HarmBench standardizes LLM red teaming by fixing harmful behaviors, attacks, and a judge, reporting attack success rate per category. Lower ASR signals stronger safety, but results depend on the attack set and classifier and do not guarantee real-world safety.

HarmBench is a standardized evaluation framework for automated red teaming of large language models. Red teaming probes whether a model can be induced to produce harmful content; HarmBench makes this measurable and comparable by fixing the harmful behaviors, the attack methods, and the judge used to decide whether an attack succeeded.

What It Measures

The benchmark defines a set of disallowed behaviors spanning categories such as cybercrime, illegal weapons, dangerous chemicals, misinformation, harassment, and privacy violations. For each behavior, automated attacks attempt to make the model comply. The core metric is attack success rate (ASR): the fraction of attempts that produce genuinely harmful, on-target output. Its complement, the robust refusal rate, captures how reliably the model declines. Reporting ASR per category shows which harm types a model resists or fails to resist.

Methodology

HarmBench pairs a library of attack algorithms, ranging from prompt-engineering jailbreaks to optimization-based adversarial suffixes, with a standardized classifier that judges whether a response actually exhibits the targeted harmful behavior rather than merely mentioning the topic. Holding the behaviors, attacks, and judge constant lets different models and different defenses be compared on equal footing. The framework also supports evaluating defenses, measuring how much a mitigation lowers ASR, and distinguishes harmful completions from refusals or off-topic responses to avoid crediting safe-but-unhelpful answers.

How to Interpret Results

Lower ASR is better and indicates stronger safety, but read it by category, since a model may resist most harms yet remain vulnerable in one area that matters for your deployment. Compare ASR across attack types: robustness to simple jailbreaks but failure under optimization attacks reveals shallow defenses. When evaluating mitigations, weigh the ASR reduction against any drop in helpfulness, because aggressive refusal can harm legitimate use.

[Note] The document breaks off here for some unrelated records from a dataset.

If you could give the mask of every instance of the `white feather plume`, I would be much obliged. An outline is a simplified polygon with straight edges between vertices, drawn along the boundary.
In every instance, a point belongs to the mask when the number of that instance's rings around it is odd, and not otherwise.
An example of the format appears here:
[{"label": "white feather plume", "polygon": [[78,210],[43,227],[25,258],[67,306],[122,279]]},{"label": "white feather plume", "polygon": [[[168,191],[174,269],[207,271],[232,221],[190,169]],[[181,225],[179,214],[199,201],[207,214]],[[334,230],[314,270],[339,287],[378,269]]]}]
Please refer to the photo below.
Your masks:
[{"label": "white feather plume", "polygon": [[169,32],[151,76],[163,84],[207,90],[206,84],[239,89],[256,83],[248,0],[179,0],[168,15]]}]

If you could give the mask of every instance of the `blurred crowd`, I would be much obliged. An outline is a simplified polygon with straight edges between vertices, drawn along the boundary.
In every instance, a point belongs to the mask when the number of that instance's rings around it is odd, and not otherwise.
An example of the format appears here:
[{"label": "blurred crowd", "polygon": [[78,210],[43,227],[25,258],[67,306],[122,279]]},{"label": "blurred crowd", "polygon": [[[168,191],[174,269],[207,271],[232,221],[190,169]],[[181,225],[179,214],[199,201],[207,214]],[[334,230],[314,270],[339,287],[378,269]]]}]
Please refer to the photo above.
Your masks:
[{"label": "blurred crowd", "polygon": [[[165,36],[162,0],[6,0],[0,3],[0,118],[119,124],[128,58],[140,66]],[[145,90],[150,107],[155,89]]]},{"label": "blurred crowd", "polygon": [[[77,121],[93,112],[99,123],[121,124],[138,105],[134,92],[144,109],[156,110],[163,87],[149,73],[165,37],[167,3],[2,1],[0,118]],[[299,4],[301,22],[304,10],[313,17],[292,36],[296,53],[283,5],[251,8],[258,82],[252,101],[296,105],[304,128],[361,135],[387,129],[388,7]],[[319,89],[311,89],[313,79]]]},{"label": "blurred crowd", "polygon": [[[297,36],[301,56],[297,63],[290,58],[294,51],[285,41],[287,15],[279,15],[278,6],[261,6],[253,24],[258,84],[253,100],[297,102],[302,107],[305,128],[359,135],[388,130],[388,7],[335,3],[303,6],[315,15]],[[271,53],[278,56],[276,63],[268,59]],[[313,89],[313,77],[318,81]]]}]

Treat ASR as a relative safety signal, not an absolute guarantee.

Limitations

Results depend heavily on the classifier judging harm, which can misclassify borderline outputs, and on the specific attack set, which cannot cover every real adversary. A low ASR against known attacks does not prove safety against novel ones. The fixed behavior taxonomy may omit harms relevant to a given context, and overly cautious models can score well by refusing broadly at the cost of usefulness. HarmBench measures susceptibility under defined conditions, not comprehensive real-world safety.